SHELL v. COC

Pilipinas Shell Petroleum Corporation vs. Commissioner of Customs
G.R. No. 195876
June 19, 2017


FACTS:

The omnibus motion is anchored primarily on the alleged applicability of Chevron Philippines, Inc. vs. Commissioner of the Bureau of Customs to the case at bar. However, the court desisted from applying the doctrine laid down in Chevron considering that the facts and circumstances therein are not in all fours with those obtaining in the instant case. Thus, Chevron is not a precedent to the case at bar. The facts and circumstances between the jurisprudence relied upon and the pending controversy should not diverge on material points. But as clearly explained in the assailed December 5, 2016 decision, the main difference between Chevron and the case at bar lies in the attendance of fraud. In Chevron, evidence on record established that Chevron committed fraud in its dealings. On the other hand, proof that petitioner Pilipinas Shell was just as guilty was clearly wanting.
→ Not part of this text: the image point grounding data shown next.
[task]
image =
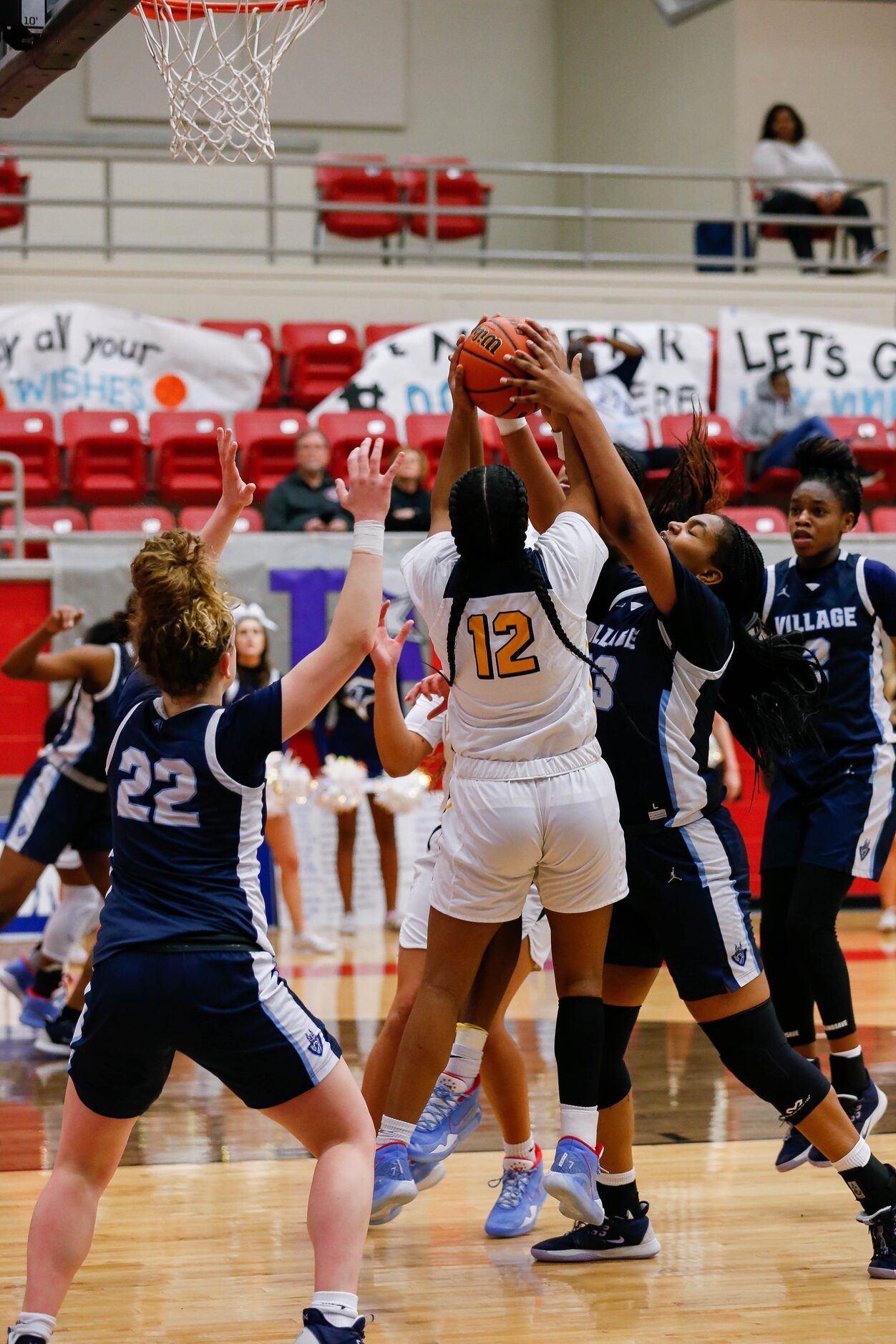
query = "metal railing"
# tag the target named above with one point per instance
(277, 203)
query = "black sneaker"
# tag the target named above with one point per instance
(883, 1235)
(615, 1238)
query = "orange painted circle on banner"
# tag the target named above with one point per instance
(170, 390)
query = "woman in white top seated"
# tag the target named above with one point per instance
(798, 177)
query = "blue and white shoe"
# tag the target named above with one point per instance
(447, 1120)
(393, 1180)
(38, 1011)
(615, 1238)
(318, 1330)
(573, 1180)
(883, 1235)
(18, 978)
(520, 1202)
(794, 1151)
(864, 1113)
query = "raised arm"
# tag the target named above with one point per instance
(313, 683)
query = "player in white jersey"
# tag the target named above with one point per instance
(531, 797)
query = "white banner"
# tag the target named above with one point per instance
(409, 373)
(77, 356)
(834, 367)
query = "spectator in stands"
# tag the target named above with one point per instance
(610, 393)
(410, 508)
(798, 177)
(776, 424)
(306, 500)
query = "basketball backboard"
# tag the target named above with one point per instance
(72, 30)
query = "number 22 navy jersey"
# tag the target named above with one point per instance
(188, 815)
(841, 615)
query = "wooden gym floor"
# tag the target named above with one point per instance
(202, 1237)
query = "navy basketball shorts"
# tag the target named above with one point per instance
(229, 1011)
(688, 905)
(50, 811)
(834, 811)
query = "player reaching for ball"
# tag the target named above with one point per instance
(530, 792)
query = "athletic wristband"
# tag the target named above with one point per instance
(369, 537)
(508, 427)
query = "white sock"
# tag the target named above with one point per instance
(394, 1132)
(32, 1323)
(519, 1157)
(579, 1123)
(467, 1054)
(857, 1156)
(338, 1308)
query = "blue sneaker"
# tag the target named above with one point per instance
(393, 1182)
(794, 1151)
(883, 1235)
(574, 1182)
(520, 1200)
(318, 1330)
(447, 1120)
(18, 978)
(864, 1113)
(615, 1238)
(38, 1011)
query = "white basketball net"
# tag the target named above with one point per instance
(218, 65)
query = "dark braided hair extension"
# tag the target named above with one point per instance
(830, 462)
(693, 485)
(771, 686)
(490, 511)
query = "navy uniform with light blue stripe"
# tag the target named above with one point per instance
(183, 927)
(688, 875)
(832, 804)
(62, 799)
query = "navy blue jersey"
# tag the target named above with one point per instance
(81, 746)
(841, 613)
(657, 695)
(188, 816)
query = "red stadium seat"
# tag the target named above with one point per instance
(366, 183)
(145, 517)
(31, 436)
(758, 519)
(346, 432)
(456, 186)
(107, 457)
(194, 519)
(258, 332)
(59, 519)
(268, 447)
(187, 467)
(320, 358)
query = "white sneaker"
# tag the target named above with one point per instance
(311, 941)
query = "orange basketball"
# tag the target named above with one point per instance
(484, 366)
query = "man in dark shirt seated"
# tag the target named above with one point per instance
(306, 500)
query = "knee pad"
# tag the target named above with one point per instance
(753, 1047)
(615, 1081)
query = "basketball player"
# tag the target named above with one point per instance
(530, 792)
(830, 814)
(676, 638)
(183, 927)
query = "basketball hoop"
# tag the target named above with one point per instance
(218, 61)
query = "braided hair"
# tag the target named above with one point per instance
(771, 686)
(490, 511)
(830, 462)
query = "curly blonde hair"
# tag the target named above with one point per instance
(182, 624)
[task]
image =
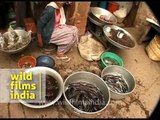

Simply there was no finding of fraud on the part of petitioner in the case at bar. In his dissent, Associate Justice Peralta claims that fraud was committed by the petitioner when it allegedly deliberately incurred delay in filing its Import Entry and Internal Revenue Declaration in order to avail of the reduced tariff duty on oil importations, but as exhaustively discussed in December 5, 2016 decision. The document was never formally offered as evidence before the Court of Tax Appeals, therefore, bereft of evidentiary value. Resultantly, no scintilla of proof was ever offered in evidence by respondent Commissioner of Customs to substantiate the claim that Pilipinas Shell acted in fraudulent manner. The allegations of fraud on the part of Pilipinas Shell is mere conjecture and purely speculative. In the case at bar, petitioner filed its Import Entry and Internal Revenue Declaration and paid the import duty of its shipments on May 23, 1996. However, it only received a demand letter from public respondent on July 27, 2000, or more than 4 years later. By this time, the one-year prescriptive period had already elapsed. Justice Peralta and the respondent claim that the government is no longer collecting tariff duties. Rather, it is exercising its ownership right over the shipments, which were allegedly deemed abandoned by petitioner because of the latter’s failure to timely file the IEIRD.


ISSUE:

Whether or not petitioner acted in fraudulent manner for ipso facto abandonment doctrine be applied?


HELD:

No. Public respondent cannot harp on the Chevron ruling to excuse compliance from the due notice requirement before the imported articles can be deemed abandoned, for to do so would only downplay the Court’s finding anent the non-attendance of fraud. It becomes abundantly clear that the notice requirement as mandated in CMO 15-94 cannot be excused unless fraud is established. Fraud being absent on the part of petitioner Pilipinas Shell, the ipso facto abandonment doctrine cannot operate within the factual milieu of the instant case.